FutureFive New Zealand - Consumer technology news & reviews from the future
Story image
How AI can transform doodles into photorealistic landscapes
Thu, 21st Mar 2019
FYI, this story is more than a year old

A new deep learning model developed by NVIDIA Research turns rough doodles into photorealistic masterpieces with ease.

The tool leverages generative adversarial networks, or GANs, to convert segmentation maps into lifelike images.

The interactive app using the model, in a lighthearted nod to the post-Impressionist painter, has been christened GauGAN.

GauGAN could offer a powerful tool for creating virtual worlds to everyone from architects and urban planners to landscape designers and game developers.

With an AI that understands how the real world looks, these professionals could better prototype ideas and make rapid changes to a synthetic scene.

NVIDIA VP of applied deep learning research Bryan Catanzaro says, “It's much easier to brainstorm designs with simple sketches, and this technology is able to convert sketches into highly realistic images.

Catanzaro likens the technology behind GauGAN to a “smart paintbrush” that can fill in the details inside rough segmentation maps, the high-level outlines that show the location of objects in a scene.

GauGAN allows users to draw their own segmentation maps and manipulate the scene, labelling each segment with labels like sand, sky, sea or snow.
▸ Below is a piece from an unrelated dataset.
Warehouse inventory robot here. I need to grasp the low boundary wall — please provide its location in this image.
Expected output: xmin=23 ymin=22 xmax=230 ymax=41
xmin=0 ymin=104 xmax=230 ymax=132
Trained on a million images, the deep learning model then fills in the landscape with show-stopping results: Draw in a pond, and nearby elements like trees and rocks will appear as reflections in the water.

Swap a segment label from “grass” to “snow” and the entire image changes to a winter scene, with a formerly leafy tree turning barren.

“It's like a colouring book picture that describes where a tree is, where the sun is, where the sky is,” Catanzaro said.

“And then the neural network is able to fill in all of the detail and texture, and the reflections, shadows and colours, based on what it has learned about real images.

Despite lacking an understanding of the physical world, GANs can produce convincing results because of their structure as a cooperating pair of networks: a generator and a discriminator.

The generator creates images that it presents to the discriminator. Trained on real images, the discriminator coaches the generator with pixel-by-pixel feedback on how to improve the realism of its synthetic images.

After training on real images, the discriminator knows that real ponds and lakes contain reflections, so the generator learns to create a convincing imitation.

The tool also allows users to add a style filter, changing a generated image to adapt the style of a particular painter or change a daytime scene to sunset.

While the GauGAN app focuses on natural elements like land, sea and sky, the underlying neural network is capable of filling in other landscape features, including buildings, roads and people.